Headplane Agent does requires a pre-auth key at boot due to non-persisted state

[RJDavison]

Description

headplane-agent fails after each reboot requiring new pre-auth keys

headplane | 2025-10-30T20:35:44.578Z [agent] INFO: Headplane agent started
headplane | 2025-10-30T20:35:44.632Z [agent] INFO: tsnet running state path /var/lib/headplane/agent/tailscaled.state
headplane | 2025-10-30T20:35:44.633Z [agent] INFO: tsnet starting with hostname "headplane-agent", varRoot "/var/lib/headplane/agent"
headplane | 2025-10-30T20:35:44.634Z [agent] INFO: Authkey is set; but state is NoState. Ignoring authkey. Re-run with TSNET_FORCE_LOGIN=1 to force use of authkey.
headplane | 2025-10-30T20:35:44.786Z [agent] WARN: Headplane agent exited with code 1 and signal undefined
headplane | 2025-10-30T20:35:44.787Z [agent] WARN: Headplane agent will restart in 296.514 seconds (attempt 40)

Headplane Version

0.6.1

Headscale Version

0.27.0

[tale]

This doesn't sound like a bug, it sounds like the pre-auth key you supplied is not reusable.

[LorenDB]

Why does the agent need a pre-auth key at every start?
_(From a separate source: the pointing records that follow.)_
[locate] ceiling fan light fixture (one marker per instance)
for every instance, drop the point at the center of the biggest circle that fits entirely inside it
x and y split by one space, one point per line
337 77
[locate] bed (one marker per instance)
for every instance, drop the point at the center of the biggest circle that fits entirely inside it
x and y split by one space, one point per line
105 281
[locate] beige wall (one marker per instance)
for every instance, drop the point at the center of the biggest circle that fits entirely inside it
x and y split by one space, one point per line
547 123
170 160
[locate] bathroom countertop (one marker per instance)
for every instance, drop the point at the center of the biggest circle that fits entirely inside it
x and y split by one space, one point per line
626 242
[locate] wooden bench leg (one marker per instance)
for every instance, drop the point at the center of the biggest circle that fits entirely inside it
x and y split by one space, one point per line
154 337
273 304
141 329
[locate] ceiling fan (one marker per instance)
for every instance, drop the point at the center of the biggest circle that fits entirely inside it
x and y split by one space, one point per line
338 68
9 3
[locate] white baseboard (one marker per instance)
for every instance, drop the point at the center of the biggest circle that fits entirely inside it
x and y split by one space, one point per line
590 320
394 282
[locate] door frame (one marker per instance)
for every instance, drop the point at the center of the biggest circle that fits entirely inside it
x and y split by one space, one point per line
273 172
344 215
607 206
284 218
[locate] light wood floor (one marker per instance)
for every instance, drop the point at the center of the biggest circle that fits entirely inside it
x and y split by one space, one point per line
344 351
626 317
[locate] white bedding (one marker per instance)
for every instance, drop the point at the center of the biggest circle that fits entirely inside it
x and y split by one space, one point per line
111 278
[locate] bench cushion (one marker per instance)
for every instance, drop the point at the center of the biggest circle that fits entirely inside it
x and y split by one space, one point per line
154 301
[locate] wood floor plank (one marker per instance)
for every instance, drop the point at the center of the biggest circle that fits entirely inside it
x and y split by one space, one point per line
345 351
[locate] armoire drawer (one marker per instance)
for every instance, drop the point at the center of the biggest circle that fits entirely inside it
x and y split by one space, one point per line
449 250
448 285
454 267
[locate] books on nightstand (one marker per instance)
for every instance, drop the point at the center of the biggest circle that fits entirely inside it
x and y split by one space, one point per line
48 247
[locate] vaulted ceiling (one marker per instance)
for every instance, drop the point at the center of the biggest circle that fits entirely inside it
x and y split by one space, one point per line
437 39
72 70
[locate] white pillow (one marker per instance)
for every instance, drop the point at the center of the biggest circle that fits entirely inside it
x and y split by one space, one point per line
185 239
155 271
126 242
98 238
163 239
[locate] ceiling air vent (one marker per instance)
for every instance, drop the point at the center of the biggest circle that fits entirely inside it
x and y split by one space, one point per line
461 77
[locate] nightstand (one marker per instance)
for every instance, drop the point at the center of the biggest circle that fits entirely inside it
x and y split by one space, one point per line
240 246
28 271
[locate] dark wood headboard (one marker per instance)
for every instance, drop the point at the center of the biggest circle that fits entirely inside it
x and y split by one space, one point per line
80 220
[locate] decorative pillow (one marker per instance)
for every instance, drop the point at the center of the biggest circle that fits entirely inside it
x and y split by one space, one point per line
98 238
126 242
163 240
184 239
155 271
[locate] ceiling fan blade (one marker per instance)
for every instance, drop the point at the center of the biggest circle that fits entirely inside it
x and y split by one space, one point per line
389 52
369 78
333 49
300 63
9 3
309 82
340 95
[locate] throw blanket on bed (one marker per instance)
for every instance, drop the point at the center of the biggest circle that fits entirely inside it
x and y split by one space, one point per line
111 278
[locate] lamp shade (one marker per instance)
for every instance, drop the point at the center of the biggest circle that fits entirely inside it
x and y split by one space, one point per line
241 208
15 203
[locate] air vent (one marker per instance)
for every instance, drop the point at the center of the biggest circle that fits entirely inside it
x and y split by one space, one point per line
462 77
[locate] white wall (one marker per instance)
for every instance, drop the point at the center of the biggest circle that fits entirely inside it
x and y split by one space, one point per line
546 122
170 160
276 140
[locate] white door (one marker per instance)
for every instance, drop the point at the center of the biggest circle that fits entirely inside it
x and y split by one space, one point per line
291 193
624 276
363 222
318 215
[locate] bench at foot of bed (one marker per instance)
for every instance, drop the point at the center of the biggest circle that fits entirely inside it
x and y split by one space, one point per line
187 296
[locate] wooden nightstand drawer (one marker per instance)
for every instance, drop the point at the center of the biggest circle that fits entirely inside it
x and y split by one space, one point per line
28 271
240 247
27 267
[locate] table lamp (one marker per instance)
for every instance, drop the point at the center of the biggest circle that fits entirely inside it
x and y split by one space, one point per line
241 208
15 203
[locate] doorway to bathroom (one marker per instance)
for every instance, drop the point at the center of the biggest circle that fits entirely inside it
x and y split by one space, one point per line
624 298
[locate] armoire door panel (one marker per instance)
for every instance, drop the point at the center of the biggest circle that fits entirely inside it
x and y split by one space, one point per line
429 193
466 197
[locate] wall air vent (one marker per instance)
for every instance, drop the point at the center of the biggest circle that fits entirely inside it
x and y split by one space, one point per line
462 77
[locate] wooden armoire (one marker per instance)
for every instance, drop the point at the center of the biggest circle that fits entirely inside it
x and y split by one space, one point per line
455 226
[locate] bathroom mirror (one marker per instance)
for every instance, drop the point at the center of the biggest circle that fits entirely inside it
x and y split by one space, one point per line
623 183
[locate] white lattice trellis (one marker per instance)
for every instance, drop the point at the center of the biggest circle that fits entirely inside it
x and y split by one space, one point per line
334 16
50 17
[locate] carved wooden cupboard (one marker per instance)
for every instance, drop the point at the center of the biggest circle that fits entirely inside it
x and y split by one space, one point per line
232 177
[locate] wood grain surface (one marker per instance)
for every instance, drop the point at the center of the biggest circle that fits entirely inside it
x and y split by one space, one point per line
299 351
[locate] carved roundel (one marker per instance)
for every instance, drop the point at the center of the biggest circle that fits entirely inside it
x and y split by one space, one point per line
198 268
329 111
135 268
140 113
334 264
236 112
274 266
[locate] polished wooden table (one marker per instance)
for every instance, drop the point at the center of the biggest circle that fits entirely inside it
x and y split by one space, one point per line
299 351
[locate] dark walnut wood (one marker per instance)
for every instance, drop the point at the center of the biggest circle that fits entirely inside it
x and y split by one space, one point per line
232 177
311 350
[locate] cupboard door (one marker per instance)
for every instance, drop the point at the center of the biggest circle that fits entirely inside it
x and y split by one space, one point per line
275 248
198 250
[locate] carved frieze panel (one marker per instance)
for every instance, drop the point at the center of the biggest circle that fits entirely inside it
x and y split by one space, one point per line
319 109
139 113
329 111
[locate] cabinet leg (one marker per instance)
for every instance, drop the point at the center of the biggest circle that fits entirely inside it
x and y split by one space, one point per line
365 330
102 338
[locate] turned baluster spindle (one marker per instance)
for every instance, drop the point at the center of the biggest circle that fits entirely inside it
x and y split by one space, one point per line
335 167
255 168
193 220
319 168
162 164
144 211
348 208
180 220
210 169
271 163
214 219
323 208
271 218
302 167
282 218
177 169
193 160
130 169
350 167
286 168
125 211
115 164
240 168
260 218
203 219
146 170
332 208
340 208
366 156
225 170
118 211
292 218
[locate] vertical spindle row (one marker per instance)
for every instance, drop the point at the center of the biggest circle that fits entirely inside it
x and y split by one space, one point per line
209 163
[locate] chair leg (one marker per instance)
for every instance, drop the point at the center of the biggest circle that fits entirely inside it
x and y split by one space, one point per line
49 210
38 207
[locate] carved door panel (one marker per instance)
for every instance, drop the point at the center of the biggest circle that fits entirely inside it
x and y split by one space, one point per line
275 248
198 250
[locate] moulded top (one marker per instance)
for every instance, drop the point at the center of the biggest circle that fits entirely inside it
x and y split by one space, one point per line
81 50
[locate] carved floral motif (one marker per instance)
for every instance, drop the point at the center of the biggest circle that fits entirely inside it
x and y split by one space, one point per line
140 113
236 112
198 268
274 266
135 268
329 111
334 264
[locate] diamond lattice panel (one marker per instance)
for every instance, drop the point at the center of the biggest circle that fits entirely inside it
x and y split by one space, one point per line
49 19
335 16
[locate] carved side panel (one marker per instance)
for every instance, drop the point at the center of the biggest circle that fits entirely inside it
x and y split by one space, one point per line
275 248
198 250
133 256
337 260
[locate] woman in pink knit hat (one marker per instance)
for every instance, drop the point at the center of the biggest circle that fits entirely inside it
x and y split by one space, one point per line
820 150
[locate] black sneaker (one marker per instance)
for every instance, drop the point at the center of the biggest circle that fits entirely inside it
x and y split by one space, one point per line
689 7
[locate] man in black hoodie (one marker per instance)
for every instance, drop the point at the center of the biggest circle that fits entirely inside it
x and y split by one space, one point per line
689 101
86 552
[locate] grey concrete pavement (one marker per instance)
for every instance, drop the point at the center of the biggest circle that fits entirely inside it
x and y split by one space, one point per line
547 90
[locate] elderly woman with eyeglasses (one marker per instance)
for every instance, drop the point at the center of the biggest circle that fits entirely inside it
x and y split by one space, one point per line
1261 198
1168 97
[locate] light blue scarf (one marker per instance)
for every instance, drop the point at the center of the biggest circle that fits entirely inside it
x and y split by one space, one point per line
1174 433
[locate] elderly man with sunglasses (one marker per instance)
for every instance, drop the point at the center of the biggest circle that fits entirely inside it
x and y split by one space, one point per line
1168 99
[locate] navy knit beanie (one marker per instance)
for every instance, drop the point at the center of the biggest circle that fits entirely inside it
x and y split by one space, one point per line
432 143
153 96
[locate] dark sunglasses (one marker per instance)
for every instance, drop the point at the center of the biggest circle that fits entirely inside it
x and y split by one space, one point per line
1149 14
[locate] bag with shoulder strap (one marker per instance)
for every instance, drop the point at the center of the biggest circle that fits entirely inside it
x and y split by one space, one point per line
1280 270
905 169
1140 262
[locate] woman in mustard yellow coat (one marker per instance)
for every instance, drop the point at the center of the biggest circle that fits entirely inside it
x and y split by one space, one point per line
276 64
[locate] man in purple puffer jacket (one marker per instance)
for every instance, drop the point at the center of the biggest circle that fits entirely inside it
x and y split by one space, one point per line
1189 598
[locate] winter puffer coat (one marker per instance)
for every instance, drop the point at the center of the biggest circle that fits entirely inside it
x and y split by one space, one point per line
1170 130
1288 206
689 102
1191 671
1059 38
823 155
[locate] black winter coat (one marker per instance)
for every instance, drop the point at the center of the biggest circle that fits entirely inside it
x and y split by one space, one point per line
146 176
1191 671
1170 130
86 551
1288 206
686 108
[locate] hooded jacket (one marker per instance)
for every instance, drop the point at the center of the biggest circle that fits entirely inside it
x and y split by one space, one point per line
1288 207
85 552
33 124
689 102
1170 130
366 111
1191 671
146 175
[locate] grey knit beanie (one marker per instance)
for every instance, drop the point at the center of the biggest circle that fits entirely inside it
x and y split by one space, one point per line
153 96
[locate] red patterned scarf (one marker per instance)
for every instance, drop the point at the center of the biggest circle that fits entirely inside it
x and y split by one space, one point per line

I'd think the agent could join the tailnet and then persist like a normal Tailscale connection.

[tale]

Is it not a reusable pre-auth-key? That should prevent a new one from being required constantly, along with making sure the folder that the Headplane agent uses to store its state is persisted if in Docker.

[LorenDB]

I don't think the reusable key is a good idea, because that technically opens a security hole to anyone who brute forces auth keys (plus I don't love having a persistent key hanging around in the UI).

[rhoriguchi]

I'm seeing the same issue but with ephemeral=0 and reusable=1 key.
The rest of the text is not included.